Lyft Shares Off as Stifel Mulls Unclear Path to Recovery for Ride Hailing

Lyft shares were cut to hold at Stifel on what the investment firm says is likely to be a "slow and uncertain path to recovery" for ride hailing.
Publish date:

Lyft  (LYFT) - Get Report shares fell on Monday after Stifel downgraded the stock days after the ride-hailing company's results topped analysts' first-quarter estimates.

Stifel analysts cut the stock to hold from buy and lowered their price target on the San Francisco company to $35 a share from $38. 

The new target indicates less than 7% upside from the stock's Friday closing price of $32.73. 

The San Francisco ride-hailing company's shares at last check were off 6% at $30.76.

"In reviewing our investment case for Lyft, we are challenged to continue to recommend shares at this time given the likely slow and uncertain path to recovery for the domestic ride-hailing market," said analyst Scott Devitt. 

While Lyft was able to top analyst estimates last week, the company did say that rides were down 75% year over year for the month of April, including a 70% decline in the last week of the month. 
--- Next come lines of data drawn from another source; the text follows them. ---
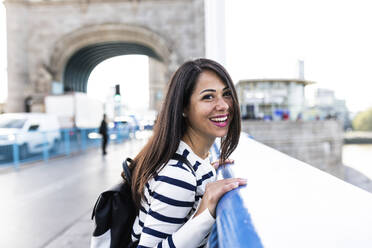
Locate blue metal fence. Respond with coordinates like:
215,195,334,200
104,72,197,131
0,127,134,168
209,134,372,248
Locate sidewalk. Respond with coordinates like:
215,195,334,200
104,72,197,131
0,132,150,248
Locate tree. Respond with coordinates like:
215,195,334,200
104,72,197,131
353,108,372,131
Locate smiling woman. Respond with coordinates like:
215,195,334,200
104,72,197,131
125,59,246,248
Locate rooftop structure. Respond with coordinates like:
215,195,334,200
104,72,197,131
236,79,315,120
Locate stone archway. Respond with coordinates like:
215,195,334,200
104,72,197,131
4,0,205,112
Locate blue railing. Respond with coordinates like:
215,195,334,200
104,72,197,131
210,135,372,248
0,127,134,168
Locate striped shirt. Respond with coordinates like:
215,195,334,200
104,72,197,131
132,141,216,248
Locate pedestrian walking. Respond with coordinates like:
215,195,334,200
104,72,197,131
131,59,246,248
99,114,108,155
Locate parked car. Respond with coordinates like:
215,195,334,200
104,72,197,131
0,113,61,159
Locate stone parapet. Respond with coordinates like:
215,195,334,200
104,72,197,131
242,120,344,179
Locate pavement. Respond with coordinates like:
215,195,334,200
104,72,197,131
0,132,149,248
0,132,372,248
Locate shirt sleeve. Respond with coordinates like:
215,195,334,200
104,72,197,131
138,165,215,248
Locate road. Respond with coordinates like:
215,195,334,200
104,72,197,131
0,133,149,248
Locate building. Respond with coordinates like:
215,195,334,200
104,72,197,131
305,88,351,130
236,79,314,120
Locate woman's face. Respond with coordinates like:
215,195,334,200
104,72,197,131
184,71,233,140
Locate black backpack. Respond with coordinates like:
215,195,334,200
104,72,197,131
91,158,137,248
91,153,194,248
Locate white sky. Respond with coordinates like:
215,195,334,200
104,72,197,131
87,55,149,109
0,0,372,111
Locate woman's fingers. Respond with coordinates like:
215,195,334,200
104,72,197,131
195,178,247,217
211,158,234,170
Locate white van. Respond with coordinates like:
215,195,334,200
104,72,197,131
0,113,61,159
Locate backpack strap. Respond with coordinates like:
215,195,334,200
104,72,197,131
172,153,195,174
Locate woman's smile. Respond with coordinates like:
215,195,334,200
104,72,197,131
209,114,229,127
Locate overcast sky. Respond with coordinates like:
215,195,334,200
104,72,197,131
0,0,372,111
226,0,372,111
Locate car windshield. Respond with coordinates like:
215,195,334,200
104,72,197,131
0,118,26,129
While Lyft still expects stabilization and improvement from April levels, the company still forecasts revenue declines of 62% for the second quarter and 28% for the third quarter, both from a year earlier. 

Stifel says it is cautious on the company's rate of recovery and will be monitoring ride-hailing trends to see whether consumer demand is changing.

"We continue to support the company given secular growth trends, profit generation potential, and an innovation-focused team," Devitt said. But the shares "are more fairly balanced on a risk/reward basis given significant near-term headwinds."  

Despite the April slowdown, Lyft was still able to report revenue grew in the first quarter.

Lyft reported $955.7 million in total revenue, an increase of 23% year over year and higher than analyst consensus estimates calling for $882 million. 

Lyft posted a loss of $1.32 a share for Q1, versus a consensus estimate of a loss of $1.31.